In Exhumación, Alejandro Incháurregui recounts how the Argentine Forensic Anthropology Team followed the information revealed by Mario Vargas Salinas, a retired general of the Bolivian Armed Forces who, despite military pressure, decided to talk to the journalist Jon Lee Anderson of The New York Times about the whereabouts of the underground tomb of Che Guevara. Incháurregui focuses his narration on the unsuccessful attempts of 1995, and the new search which finally located the remains of Che and his companions in 1997, in collaboration with his fellow Argentine Carlos Somigliana and Patricia Bernardi, and with the support of the preliminary team of forensic Cubans anthropologists under the leadership of Jorge Gonzalez Perez.

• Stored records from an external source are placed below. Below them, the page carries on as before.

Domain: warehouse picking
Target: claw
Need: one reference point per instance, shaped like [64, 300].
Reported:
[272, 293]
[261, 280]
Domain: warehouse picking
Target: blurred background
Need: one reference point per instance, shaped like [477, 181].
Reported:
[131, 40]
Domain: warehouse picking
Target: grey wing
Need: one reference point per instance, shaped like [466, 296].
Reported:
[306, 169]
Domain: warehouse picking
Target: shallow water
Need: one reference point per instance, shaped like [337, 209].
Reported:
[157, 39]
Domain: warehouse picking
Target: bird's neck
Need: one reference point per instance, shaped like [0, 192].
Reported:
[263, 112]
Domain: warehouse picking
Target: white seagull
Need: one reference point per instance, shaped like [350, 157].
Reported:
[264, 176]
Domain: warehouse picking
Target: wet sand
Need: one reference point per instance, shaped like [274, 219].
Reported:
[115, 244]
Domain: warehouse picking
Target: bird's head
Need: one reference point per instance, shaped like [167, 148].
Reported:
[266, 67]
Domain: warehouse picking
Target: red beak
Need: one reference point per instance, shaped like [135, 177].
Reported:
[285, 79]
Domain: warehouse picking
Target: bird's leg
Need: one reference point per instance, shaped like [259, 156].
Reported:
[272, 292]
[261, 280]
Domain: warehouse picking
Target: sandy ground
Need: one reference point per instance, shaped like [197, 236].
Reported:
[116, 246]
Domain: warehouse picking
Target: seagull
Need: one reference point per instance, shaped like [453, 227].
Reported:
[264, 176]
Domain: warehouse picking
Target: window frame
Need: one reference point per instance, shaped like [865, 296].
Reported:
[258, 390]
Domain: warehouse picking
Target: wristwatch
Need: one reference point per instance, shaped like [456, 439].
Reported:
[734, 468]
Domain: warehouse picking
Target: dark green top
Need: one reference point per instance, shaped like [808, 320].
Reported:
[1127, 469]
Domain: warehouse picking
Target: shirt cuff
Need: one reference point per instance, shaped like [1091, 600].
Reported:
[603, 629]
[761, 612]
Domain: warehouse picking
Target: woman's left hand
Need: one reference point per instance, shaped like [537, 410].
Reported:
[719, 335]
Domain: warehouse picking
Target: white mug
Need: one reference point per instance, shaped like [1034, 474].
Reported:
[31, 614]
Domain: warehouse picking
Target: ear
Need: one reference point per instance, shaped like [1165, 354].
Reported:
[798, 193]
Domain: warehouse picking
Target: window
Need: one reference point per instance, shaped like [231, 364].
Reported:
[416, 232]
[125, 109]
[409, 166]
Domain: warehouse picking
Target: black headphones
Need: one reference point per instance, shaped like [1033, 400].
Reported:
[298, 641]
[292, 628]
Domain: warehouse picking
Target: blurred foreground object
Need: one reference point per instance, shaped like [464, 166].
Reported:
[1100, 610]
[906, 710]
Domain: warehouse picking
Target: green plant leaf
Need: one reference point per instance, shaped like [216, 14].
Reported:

This documentary also explores the discovery of the remains of Tania, The Guerilla, as well as the concept of "photography as a trophy of war." On these issues, "Exhumación" reveals how the Bolivian military seized personal effects of victims of the guerrillas of Ñancahuzú, and then created an international market of fetishes and photos taken by the guerrillas themselves during the tragic campaign in Che Bolivia. Throughout his interview, struggling to maintain scientific objectivity, Alejandro Incháurregui, allows us to glimpse his passion and commitment to the events that marked his generation, and his professional dedication as a forensic anthropologist, concluding that "in one, we are exhuming the thousands of young people who were committed to the ideals of Che, and that today are 'los desaparecidos' in the history of the dirty war in Argentina."

Leandro Katz is an Argentine-born writer, visual artist and filmmaker known for his films and installations. He has made a total of 17 films. His film The Day You'll Love Me, won the Coral Prize at the Festival del Nuevo Cine Latinoamericano de La Habana. His work has earned the Guggenheim, the Rockefeller, and N.E.A. Fellowships, and he has received support from the New York State Council on the Arts, the Jerome Foundation, the Hubert Bals Fund, and the Rotterdam International Film Festival. Katz has been a member of the faculty at the School of Visual Arts and at Brown University. He has exhibited as an artist, and screened his films, at institutions including the Museo de Arte Moderno de Buenos Aires MAMBA, the Centro Cultural de España CCEBA, Argentina, the Sexta Bienal de La Habana, Cuba, The Chicago Art Institute, and El Museo del Barrio, among others.